I mean, is there any rational sense in having this loathsome condition of being a hopeless romantic if I'm basically forced to keep it all to myself? Answer is, no. It freaking sucks. If I was more romantic *cough* with myself or at all really, maybe it wouldn't be such a downfall.
So, what have I been doing you ask (or not asking but I'll tell you anyway)? I've been casually dating. That sounds much more appealing than what it is. By casually dating, I mean I've gone out with two guys since my break-up. One in which, completely and utterly bored me with all these fancy outings where the least valuable belonging was, well me. And the other, surprisingly fascinated me with his mind and ability to keep up with my punch-lines. Sounds just like my cup 'o tea, right?

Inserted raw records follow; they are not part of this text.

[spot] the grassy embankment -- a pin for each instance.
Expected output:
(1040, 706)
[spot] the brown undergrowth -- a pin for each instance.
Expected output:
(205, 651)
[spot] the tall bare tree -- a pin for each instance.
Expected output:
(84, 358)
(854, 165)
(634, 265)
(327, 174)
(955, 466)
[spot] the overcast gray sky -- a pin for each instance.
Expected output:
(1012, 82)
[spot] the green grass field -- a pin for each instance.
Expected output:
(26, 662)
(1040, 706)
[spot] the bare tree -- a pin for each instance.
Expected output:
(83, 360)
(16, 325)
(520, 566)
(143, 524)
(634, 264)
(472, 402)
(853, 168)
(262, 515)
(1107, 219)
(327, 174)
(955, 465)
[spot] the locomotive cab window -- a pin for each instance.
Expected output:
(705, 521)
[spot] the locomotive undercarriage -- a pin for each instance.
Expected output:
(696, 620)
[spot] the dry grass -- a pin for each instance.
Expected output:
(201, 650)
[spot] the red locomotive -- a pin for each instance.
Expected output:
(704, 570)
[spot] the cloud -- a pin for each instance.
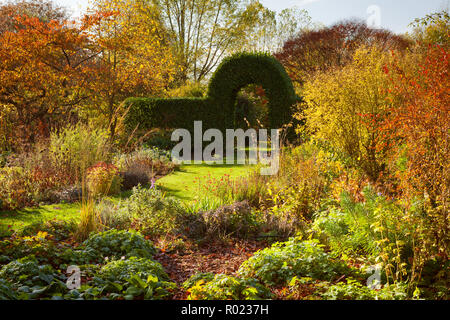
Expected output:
(301, 3)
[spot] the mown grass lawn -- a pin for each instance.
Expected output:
(179, 184)
(183, 185)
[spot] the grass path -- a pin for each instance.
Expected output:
(179, 184)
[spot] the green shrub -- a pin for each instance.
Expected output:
(190, 89)
(237, 219)
(119, 243)
(357, 228)
(6, 291)
(103, 179)
(133, 278)
(143, 165)
(27, 272)
(217, 109)
(154, 213)
(161, 139)
(207, 286)
(281, 262)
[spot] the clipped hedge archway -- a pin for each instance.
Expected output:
(217, 109)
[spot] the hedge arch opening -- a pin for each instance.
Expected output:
(243, 69)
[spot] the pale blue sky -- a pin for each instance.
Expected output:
(394, 14)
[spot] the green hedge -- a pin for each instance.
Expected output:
(217, 109)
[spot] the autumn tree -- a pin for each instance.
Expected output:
(135, 59)
(271, 30)
(344, 110)
(202, 32)
(41, 74)
(432, 29)
(332, 47)
(419, 122)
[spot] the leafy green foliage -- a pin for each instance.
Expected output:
(120, 243)
(217, 109)
(207, 286)
(281, 262)
(133, 278)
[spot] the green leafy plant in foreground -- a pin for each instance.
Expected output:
(207, 286)
(281, 262)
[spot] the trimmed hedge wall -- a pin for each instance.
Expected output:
(217, 109)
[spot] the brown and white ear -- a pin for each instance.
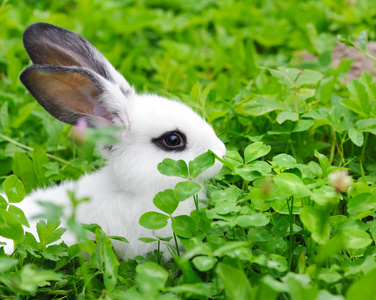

So, I continued to see him and after laying everything out on the table on and after all our orgasmic conversations, it eventually led to an actual orgasm. Sounds too good to be true, I know.
-- That's because it was. Conversation soon after the sex went from zero to none and because of that, my interest (vagina) suddenly didn't feel quite as intrigued. Somewhere along the lines of downing bottles of wine, watching sunrises on the beach and rummaging through bed-sheets, something changed. Maybe it was the act of having sex (which would obviously be insulting to one of us, or both) , or maybe we just weren't as compatible for this rodeo as I thought we were. I don't know.
My question is:
Is it possible to get the best of both worlds where both individuals work in the favor of one another? Or are we all just naturally doomed to being selfishly alone in that department?
I guess I won't know till my next orgasm. Don't hold your breath.